We will now find the time spent by him playing in a day.

$$\Rightarrow {\displaystyle \frac{1}{4}}\times 24=6\text{ hours}$$

Hence, time spent by him in playing is 6 hours.

(ii) We are given that Prabhat spends $${\displaystyle \frac{1}{4}}th$$ of a circle in school from the given pie chart.

We will now find the time spend by him in school in a day by multiplying the probability of playing with 24, we get

$$\Rightarrow {\displaystyle \frac{1}{4}}\times 24=6\text{ hours}$$

Hence, the time spent by him in school is 6 hours.

(iii) We know that the sum of all the probabilities of the circle is 1.

We will now find the time spend by him in the other activities from the given pie chart using the formula,
$$\text{Other}=\text{Total circle}-\left(\text{Playing}+\text{Watching TV}+\text{Sleeping}+\text{In School}\right)$$.

Using the probabilities of the time spent by Prabhat in school, playing, watching TV and sleeping in the above formula, we get

$$\begin{gathered} \Rightarrow \text{Other}=1-\left({\displaystyle \frac{1}{4}}+{\displaystyle \frac{1}{8}}+{\displaystyle \frac{1}{5}}+{\displaystyle \frac{1}{4}}\right) \\ \Rightarrow \text{Other}=1-\left({\displaystyle \frac{10+5+8+10}{40}}\right) \\ \Rightarrow \text{Other}=1-{\displaystyle \frac{33}{40}} \\ \Rightarrow \text{Other}={\displaystyle \frac{40-33}{40}} \\ \Rightarrow \text{Other}={\displaystyle \frac{7}{40}} \end{gathered}$$

Thus, Prabhat spends $${\displaystyle \frac{7}{40}}th$$ of a circle in other activities.

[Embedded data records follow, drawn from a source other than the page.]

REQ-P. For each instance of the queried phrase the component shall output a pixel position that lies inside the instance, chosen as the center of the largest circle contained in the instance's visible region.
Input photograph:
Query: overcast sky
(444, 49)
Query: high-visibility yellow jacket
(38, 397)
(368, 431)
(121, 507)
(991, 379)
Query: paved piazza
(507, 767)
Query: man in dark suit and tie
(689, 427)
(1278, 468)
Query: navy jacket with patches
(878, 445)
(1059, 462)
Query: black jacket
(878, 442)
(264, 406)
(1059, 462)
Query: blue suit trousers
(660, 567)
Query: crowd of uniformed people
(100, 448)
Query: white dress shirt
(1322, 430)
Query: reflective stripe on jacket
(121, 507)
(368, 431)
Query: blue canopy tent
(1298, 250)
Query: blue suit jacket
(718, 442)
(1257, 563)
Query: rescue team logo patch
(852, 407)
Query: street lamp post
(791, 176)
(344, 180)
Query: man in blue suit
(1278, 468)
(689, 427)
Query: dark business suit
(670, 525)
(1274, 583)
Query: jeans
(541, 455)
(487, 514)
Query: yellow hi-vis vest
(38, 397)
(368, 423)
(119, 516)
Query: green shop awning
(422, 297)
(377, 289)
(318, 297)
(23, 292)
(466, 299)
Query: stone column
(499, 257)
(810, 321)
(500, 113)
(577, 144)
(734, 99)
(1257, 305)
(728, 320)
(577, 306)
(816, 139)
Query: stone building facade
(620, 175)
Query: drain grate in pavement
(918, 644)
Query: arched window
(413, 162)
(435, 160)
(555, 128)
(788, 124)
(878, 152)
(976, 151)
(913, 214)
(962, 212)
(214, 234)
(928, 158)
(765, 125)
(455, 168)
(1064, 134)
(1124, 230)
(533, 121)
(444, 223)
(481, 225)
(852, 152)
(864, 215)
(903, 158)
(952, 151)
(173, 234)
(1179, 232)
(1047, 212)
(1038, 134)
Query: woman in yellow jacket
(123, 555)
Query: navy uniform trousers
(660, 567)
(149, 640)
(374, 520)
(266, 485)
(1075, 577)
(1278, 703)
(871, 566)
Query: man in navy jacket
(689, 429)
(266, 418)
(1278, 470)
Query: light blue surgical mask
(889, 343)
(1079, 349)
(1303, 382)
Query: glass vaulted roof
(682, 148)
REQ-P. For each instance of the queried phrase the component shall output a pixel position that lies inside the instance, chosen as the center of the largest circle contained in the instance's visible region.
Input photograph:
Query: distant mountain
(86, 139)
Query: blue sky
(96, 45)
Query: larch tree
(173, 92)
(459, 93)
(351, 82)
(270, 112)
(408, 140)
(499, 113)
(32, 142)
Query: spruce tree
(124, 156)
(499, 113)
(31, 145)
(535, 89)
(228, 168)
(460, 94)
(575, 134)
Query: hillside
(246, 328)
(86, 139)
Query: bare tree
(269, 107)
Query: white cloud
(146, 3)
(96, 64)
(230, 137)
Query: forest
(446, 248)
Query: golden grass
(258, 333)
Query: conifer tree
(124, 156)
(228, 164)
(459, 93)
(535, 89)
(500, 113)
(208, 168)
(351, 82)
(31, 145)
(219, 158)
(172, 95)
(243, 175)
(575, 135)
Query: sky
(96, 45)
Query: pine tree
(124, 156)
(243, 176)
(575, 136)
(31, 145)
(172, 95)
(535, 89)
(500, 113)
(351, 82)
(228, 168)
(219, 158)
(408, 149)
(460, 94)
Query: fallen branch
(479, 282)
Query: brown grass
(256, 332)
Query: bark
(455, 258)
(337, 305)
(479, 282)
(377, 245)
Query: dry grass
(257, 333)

We will now find the time spend by him in other activities in a day.

$$\Rightarrow {\displaystyle \frac{7}{40}}\times 24=4.2\text{ hours}$$

Hence, the time spends by him in other activities is $$4.2$$ hours.

Note: In solving these types of questions, students should first carefully read the question and the pie chart. One should know that the probability is simply how likely something is to happen. Some students take the time as 1 day, which is wrong. So we must know that the total time in a day is 24 hours and the total circle has a probability of 1. When we have written that Prabhat spends the time in a circle, it means we have to evaluate the product of the probability of the particular activity and 24 hours to find the time spend by him.